Last year on 25 March, the European Commission and the United States announced that an agreement in principle had been reached on a transatlantic data privacy framework (the Principle Agreement) that should address the concerns of the European Court of Justice as expressed in its Schrems II judgment of 16 July 2020 (ECLI:EU:C:2020:559). The so-called EU-U.S. Privacy Shield had been annulled by that judgment and cannot be used as a valid mechanism for the transfer of personal data from the EU to recipients in the U.S. since then.

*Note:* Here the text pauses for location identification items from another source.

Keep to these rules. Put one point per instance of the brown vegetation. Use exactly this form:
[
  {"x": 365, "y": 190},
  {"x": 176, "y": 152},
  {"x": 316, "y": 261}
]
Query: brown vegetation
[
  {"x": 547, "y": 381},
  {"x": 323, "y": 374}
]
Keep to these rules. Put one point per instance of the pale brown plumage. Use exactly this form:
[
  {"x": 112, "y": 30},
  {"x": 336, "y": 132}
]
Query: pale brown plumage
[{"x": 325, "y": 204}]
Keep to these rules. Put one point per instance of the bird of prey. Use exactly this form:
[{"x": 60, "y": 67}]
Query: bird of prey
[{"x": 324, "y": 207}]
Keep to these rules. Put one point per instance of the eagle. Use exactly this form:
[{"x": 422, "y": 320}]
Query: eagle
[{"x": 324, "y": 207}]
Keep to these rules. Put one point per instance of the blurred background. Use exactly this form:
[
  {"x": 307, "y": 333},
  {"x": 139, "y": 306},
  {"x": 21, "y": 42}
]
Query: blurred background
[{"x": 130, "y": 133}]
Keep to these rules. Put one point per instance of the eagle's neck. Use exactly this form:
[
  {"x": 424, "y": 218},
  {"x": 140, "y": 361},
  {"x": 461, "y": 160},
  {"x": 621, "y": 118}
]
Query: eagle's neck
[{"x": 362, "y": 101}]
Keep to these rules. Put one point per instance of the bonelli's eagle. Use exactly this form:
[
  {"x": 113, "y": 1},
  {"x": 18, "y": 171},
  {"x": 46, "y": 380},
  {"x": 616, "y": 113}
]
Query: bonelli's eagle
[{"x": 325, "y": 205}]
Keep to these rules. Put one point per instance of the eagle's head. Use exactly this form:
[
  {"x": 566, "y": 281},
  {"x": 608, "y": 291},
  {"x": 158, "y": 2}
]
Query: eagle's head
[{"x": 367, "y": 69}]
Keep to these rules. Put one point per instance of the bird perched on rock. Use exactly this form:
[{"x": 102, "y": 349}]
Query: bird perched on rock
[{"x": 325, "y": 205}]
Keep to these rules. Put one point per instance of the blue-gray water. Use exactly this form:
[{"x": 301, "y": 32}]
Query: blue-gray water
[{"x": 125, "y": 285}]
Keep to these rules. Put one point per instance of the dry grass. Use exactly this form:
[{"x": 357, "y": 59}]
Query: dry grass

The Principle Agreement was concluded against the background of Article 45 of the General Data Protection Regulation (GDPR), which allows the European Commission to take an adequacy decision if a third country, in this case the U.S., provides an adequate level of data protection equivalent to that of the European Union. The third country's data protection must then be of a comparable level to that under the GDPR. For European companies, the practical consequence of such an adequacy decision is that – apart from the 'regular' requirements of the GDPR – no additional requirements apply when transferring personal data to a recipient in the relevant 'adequate' third country. Currently, according to the European Commission, (only) 13 third countries offer an adequate level of data protection. This means that for the vast majority of other non-EU countries, additional measures are necessary.
A tabled motion
Despite the positive press statement from the European Commission and the U.S. on reaching the Principle Agreement, jointly praised by the parties as an "unprecedented commitment on the U.S. side" and "another demonstration of the strenght of the U.S.-EU relationship", criticism has now come from the European Parliament. Indeed, on 14 February 2023, the European Parliament's Committee on Civil Liberties, Justice and Home Affairs (code: LIBE) tabled a motion on the inadequacy of the protection provided by the proposed EU-U.S. Data Privacy Framework (the Motion).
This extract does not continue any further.